39. The method of claim 37, further comprising measuring nuclear export of HDAC5,

40. A method of identifying a compound that inhibits the binding of HDAC5 to PKA

comprising:

a) contacting HDAC5 with a test compound in the presence of PKA; and

b) detecting binding of HDAC5 to PKA, a decrease in binding compared to a control indicating that the test compound inhibits binding of HDAC5 to PKA.

41. A method of identifying a compound that inhibits binding of HDAC5 to PKA

comprising:

a) contacting a cell that comprises HDAC5, PKA and a construct containing an

MEF2 regulatory region operatively linked to a nucleic acid encoding luciferase with a test compound; and

b) detecting the level of luciferase activity, an increase in luciferase activity

indicating that the compound inhibits binding of HDAC5 to PKA.

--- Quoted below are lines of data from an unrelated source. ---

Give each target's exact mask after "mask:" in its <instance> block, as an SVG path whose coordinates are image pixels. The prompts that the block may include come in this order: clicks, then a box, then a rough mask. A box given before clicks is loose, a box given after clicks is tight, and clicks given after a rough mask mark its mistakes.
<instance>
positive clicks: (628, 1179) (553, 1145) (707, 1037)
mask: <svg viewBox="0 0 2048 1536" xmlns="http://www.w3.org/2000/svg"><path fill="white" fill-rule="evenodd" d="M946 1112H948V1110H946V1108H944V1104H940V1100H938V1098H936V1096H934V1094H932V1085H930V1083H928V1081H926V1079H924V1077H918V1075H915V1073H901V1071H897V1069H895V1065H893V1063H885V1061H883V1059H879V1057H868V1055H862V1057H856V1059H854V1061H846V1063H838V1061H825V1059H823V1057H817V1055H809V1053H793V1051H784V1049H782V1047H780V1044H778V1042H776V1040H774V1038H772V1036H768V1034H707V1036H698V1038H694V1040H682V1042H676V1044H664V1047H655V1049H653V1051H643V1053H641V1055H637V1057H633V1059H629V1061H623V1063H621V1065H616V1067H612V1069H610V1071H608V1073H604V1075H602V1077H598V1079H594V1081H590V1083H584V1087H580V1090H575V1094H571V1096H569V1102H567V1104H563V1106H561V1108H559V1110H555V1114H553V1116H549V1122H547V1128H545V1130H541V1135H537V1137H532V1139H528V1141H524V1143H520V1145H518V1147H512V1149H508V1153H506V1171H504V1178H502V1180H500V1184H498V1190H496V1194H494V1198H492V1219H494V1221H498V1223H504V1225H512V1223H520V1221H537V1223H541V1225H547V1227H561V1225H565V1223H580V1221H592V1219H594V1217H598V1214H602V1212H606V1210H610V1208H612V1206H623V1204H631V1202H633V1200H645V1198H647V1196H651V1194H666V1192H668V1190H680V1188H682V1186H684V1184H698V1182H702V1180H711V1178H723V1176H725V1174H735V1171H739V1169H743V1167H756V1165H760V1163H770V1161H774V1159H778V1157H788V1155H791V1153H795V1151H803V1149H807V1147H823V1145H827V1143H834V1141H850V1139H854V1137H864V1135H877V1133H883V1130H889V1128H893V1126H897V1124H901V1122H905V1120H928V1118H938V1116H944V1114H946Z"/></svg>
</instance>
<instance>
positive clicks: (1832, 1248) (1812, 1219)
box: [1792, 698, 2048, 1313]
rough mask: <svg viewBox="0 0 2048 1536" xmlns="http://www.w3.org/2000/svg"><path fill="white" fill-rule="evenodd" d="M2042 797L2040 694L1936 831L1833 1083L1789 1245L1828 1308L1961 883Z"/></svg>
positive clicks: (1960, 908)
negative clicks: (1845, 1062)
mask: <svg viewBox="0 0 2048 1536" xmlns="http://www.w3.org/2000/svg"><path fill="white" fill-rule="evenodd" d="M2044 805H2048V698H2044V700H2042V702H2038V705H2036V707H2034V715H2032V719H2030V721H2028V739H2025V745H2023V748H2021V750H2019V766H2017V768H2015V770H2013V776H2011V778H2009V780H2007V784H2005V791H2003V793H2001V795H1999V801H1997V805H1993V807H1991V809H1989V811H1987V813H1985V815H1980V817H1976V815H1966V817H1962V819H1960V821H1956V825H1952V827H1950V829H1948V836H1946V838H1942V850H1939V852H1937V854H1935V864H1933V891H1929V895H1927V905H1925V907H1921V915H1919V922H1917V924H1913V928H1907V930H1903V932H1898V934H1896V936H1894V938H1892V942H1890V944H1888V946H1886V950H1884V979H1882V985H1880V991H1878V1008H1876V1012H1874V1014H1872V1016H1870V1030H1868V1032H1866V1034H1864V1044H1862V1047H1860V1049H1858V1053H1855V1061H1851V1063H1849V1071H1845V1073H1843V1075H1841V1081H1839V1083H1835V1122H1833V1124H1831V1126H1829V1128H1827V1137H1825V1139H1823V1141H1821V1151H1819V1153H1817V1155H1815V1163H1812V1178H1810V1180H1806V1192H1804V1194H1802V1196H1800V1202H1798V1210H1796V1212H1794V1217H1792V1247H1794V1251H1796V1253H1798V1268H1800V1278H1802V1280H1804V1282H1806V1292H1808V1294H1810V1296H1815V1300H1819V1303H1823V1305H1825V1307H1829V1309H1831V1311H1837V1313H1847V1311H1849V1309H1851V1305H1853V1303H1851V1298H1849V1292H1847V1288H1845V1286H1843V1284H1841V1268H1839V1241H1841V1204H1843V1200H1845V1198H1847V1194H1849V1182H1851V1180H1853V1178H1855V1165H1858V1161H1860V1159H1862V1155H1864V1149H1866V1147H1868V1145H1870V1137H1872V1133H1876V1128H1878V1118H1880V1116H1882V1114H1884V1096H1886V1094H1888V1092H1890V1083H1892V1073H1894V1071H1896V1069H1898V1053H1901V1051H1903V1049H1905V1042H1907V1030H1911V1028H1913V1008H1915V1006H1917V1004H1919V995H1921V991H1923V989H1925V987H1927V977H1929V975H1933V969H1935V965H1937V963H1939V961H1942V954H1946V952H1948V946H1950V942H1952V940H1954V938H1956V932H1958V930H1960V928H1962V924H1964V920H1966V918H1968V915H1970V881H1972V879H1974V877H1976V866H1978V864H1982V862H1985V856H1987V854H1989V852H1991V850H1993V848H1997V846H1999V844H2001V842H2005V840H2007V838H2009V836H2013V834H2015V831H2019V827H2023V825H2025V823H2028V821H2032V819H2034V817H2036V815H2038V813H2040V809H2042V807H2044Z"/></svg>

2. A method of identifying a compound that inhibits HDAC5 -mediated transcriptional repression of MEF2 comprising:

a) contacting a cell with a test compound; and

b) detecting the level of expression of MEF2-dependent gene(s), wherein an increase in expression of MEF2 dependent genes as comparted to control indicates that the test compound is a compound that inhibits HDAC5 -mediated transcriptional repression of MEF2.